Yale will strengthen teaching on race and ethnicity, its president says
Responding to student demonstrations and demands related to the racial climate at Yale University, its president, Peter Salovey, introduced a host of initiatives and promises in a letter to alumni on Tuesday.
The changes would include creating a “prominent university center” for studies of race and ethnicity, and the addition of four faculty positions.
“It is clear that we need to make significant changes so that all members of our community truly feel welcome and can participate equally in the activities of the university, and to reaffirm and reinforce our commitment to a campus where hatred and discrimination have no place,” he wrote.

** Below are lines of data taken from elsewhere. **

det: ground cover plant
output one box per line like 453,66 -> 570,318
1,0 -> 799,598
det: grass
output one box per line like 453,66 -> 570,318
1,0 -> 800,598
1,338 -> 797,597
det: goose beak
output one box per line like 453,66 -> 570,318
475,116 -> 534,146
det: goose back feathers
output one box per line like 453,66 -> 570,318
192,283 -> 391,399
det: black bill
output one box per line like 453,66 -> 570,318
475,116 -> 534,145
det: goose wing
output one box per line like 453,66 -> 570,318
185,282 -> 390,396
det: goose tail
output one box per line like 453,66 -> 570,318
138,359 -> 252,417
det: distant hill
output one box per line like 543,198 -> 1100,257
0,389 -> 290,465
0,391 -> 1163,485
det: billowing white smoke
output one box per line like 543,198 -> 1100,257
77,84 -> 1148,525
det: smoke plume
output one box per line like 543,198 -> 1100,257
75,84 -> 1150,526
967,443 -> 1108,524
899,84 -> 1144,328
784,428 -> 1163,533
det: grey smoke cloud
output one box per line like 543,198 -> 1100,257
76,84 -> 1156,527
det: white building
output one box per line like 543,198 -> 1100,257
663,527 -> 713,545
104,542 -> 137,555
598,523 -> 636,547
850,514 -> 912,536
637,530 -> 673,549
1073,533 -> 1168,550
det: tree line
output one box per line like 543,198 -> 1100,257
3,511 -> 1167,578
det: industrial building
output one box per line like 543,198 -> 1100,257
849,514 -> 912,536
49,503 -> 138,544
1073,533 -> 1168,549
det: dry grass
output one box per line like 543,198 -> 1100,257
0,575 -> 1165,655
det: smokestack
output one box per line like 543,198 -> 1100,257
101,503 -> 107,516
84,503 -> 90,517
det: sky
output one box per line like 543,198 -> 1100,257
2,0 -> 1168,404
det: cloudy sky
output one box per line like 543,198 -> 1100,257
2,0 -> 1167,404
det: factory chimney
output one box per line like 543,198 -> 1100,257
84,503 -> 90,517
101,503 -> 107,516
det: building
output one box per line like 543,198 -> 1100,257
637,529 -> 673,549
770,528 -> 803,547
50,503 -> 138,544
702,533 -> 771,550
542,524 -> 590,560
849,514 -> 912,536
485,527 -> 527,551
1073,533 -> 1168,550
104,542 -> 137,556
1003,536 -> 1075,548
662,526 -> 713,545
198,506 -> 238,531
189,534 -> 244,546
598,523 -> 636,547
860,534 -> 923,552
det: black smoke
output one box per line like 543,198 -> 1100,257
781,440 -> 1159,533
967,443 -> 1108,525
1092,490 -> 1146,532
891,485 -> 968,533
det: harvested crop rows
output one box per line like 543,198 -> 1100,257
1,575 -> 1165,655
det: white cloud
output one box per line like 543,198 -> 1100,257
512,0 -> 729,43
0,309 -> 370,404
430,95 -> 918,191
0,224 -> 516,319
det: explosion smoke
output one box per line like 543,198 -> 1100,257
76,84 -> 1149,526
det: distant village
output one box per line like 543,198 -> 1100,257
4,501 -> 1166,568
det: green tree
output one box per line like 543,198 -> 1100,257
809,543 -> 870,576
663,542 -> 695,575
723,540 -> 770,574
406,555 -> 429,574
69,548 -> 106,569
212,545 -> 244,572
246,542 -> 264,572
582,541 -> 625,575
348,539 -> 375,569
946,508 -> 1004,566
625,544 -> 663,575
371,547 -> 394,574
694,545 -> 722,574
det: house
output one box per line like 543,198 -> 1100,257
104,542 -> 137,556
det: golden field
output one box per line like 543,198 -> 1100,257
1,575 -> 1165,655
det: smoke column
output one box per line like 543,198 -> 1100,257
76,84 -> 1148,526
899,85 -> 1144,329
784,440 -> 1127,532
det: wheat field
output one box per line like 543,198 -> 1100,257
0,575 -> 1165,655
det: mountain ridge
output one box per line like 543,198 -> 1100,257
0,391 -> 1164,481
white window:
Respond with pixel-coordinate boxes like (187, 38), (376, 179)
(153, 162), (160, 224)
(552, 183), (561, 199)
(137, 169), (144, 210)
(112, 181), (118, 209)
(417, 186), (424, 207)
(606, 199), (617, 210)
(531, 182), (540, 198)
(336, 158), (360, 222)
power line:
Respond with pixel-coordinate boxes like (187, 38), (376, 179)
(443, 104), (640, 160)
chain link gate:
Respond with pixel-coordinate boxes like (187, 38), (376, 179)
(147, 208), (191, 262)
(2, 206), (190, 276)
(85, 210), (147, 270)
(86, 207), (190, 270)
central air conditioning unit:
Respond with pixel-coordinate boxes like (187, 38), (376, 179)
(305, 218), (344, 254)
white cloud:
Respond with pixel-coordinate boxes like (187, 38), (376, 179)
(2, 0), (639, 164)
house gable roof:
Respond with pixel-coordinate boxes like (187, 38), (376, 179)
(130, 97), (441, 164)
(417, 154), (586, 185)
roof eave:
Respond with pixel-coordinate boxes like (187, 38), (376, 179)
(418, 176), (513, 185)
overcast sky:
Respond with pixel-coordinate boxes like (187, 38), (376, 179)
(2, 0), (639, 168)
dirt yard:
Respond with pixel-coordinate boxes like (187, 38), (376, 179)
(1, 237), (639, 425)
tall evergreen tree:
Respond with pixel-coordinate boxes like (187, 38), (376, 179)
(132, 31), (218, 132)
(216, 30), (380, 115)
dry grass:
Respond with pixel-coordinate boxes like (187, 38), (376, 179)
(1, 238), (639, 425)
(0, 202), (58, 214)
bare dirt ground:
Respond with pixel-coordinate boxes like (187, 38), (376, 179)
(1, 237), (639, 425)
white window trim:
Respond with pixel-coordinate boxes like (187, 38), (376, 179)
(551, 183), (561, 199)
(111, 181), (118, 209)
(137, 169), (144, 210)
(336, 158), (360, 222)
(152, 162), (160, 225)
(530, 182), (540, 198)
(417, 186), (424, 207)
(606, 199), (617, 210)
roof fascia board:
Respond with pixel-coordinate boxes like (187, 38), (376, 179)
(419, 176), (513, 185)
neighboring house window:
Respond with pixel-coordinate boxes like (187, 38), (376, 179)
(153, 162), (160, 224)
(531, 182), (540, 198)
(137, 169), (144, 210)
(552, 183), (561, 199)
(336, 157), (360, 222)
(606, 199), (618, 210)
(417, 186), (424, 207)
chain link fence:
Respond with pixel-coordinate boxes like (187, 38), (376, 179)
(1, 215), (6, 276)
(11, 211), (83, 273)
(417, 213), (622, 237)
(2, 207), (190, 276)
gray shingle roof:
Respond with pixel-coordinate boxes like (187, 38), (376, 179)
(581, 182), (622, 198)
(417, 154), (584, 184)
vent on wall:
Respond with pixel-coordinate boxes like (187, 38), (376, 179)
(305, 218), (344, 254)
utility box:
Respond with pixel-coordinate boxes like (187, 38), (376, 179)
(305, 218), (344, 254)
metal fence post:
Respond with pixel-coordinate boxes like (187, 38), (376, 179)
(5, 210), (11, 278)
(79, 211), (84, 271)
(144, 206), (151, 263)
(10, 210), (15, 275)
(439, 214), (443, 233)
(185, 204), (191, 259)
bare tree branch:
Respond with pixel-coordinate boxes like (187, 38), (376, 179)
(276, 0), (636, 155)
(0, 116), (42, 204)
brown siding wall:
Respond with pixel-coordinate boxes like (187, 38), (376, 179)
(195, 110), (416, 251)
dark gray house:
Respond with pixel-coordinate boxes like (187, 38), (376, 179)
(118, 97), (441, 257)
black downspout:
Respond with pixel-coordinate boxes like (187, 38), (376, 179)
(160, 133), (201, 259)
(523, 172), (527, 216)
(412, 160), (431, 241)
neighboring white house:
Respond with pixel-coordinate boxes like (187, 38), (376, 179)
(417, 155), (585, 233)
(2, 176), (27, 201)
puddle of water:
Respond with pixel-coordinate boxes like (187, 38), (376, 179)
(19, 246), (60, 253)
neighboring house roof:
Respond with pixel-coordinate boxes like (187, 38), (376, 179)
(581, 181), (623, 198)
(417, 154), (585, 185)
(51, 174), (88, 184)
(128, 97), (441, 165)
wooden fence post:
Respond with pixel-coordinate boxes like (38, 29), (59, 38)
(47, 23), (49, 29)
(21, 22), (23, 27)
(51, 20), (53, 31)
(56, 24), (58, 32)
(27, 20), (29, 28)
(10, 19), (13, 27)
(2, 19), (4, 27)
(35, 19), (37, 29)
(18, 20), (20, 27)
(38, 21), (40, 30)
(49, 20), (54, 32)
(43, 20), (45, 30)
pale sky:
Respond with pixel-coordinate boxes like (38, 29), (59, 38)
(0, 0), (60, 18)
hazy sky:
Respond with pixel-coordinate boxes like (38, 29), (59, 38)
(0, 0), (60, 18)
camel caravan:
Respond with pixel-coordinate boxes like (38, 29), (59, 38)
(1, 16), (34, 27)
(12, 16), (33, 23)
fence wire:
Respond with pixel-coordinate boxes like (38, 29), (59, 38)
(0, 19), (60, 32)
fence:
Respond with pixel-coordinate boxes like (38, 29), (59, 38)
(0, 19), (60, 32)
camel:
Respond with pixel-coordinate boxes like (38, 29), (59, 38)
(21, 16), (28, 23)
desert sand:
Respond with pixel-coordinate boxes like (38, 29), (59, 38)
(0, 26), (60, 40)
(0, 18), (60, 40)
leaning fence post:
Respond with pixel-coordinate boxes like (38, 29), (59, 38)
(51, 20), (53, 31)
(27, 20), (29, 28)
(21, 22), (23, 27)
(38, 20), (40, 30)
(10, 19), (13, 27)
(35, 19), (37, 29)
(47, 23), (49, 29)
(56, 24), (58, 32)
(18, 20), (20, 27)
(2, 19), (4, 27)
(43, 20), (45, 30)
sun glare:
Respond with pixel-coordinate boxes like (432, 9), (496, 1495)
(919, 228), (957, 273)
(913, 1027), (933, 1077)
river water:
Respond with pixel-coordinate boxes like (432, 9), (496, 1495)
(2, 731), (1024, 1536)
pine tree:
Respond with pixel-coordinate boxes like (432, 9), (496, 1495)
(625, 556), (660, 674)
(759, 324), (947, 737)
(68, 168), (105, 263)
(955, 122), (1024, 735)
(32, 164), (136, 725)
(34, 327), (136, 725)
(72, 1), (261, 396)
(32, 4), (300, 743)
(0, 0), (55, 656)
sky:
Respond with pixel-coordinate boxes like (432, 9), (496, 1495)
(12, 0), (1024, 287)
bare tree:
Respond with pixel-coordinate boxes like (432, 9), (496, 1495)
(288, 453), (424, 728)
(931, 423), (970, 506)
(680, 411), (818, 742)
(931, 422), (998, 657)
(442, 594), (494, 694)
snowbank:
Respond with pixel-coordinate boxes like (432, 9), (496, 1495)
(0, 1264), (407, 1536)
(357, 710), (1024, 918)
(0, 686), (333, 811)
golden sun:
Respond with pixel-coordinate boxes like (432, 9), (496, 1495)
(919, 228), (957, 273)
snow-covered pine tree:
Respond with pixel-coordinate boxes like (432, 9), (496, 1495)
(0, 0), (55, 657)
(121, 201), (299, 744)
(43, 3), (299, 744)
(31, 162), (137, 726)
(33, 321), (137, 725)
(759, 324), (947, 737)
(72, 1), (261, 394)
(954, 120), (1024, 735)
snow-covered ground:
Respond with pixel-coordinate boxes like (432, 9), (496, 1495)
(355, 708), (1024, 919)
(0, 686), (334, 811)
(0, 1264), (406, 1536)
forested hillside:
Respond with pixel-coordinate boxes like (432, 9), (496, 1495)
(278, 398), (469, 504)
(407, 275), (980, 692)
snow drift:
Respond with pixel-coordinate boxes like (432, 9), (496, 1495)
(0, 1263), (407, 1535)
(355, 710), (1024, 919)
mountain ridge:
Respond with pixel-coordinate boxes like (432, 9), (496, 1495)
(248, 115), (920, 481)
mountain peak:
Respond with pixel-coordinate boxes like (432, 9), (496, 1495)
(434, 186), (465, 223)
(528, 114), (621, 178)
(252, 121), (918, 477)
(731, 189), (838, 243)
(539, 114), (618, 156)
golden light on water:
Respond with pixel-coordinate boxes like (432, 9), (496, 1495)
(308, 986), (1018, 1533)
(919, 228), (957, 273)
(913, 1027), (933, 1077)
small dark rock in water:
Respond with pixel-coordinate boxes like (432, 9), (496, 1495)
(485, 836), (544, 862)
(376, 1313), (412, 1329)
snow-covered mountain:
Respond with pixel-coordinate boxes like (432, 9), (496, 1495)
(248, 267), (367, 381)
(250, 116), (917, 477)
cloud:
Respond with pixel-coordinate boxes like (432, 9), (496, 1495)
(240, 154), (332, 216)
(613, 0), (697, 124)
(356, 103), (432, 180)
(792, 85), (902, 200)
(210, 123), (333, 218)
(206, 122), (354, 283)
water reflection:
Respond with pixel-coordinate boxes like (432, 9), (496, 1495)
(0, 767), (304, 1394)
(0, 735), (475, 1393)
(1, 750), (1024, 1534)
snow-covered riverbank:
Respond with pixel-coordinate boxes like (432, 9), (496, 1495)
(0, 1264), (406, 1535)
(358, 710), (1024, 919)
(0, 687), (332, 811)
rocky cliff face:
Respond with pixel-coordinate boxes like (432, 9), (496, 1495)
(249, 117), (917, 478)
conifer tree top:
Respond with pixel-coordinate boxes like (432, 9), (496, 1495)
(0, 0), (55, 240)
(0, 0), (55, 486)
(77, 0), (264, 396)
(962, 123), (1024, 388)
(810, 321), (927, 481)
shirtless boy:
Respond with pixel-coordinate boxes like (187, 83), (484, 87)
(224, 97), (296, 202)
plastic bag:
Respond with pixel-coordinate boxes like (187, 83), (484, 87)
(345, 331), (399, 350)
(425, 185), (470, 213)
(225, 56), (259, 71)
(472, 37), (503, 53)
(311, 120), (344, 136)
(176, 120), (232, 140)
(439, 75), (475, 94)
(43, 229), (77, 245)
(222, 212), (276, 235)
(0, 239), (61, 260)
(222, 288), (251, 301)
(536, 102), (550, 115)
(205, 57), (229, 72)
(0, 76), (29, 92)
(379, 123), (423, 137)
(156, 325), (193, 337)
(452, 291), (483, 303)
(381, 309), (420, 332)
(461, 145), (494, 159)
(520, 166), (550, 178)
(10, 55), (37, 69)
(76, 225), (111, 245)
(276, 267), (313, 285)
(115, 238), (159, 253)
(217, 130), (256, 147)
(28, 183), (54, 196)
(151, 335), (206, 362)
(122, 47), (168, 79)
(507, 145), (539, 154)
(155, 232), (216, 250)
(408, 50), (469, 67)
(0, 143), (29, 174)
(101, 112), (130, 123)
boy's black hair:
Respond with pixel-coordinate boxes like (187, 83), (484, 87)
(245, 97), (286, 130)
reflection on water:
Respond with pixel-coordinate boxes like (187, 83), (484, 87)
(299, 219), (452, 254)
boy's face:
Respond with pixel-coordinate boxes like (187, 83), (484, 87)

Other announced changes include adding teaching staff members and courses to address race and ethnicity, doubling the budgets for four cultural centers, modifying financial aid polices for low-income students and scheduling counselors at the cultural centers. Administrators would receive antidiscrimination training, the school would review its reporting system for discrimination, and the Committee for Public Art would solicit ideas for better celebrating diversity.
In recent weeks, students have demonstrated against discrimination and a racially charged climate on campus, as a series of incidents on campus aligned with nationwide protests, like those at the University of Missouri. Student demands at Yale included requiring all undergraduates to take an ethnic studies class and renaming Calhoun College, which honors John C. Calhoun, a white supremacist who defended slavery.
“I’m constantly thinking about Calhoun the slave owner staring me down,” Maya Jenkins, a black sophomore assigned to the college, said in September.
Salovey said the university would hold meetings at which the public can “express their views” on the name, as well as two unnamed residential colleges that will open in 2017.
In early November, students accused administrators of being insensitive to concerns about Halloween costumes considered to be culturally offensive. After the university’s Intercultural Affairs Council advised student to avoid costumes featuring elements like feathered headdresses, turbans or blackface, Erika Christakis, a faculty member, wrote a dissenting email.
“Is there no room anymore for a child or young person to be a little bit obnoxious?” she wrote. “A little bit inappropriate or provocative or, yes, offensive?” She added, “American universities were once a safe space not only for maturation but also for a certain regressive, or even transgressive, experience; increasingly, it seems, they have become places of censure and prohibition.”
On Halloween, one black student accused a fraternity of holding a “white girls only” party, an allegation the fraternity denied.
The episodes led to protests, where administrators were accused of slowness to address or indifference to the problems of minority students.
“The efforts that we launch today, and the commitment to the core values they represent, must be continuous, ongoing, and shared by all of us,” Salovey wrote.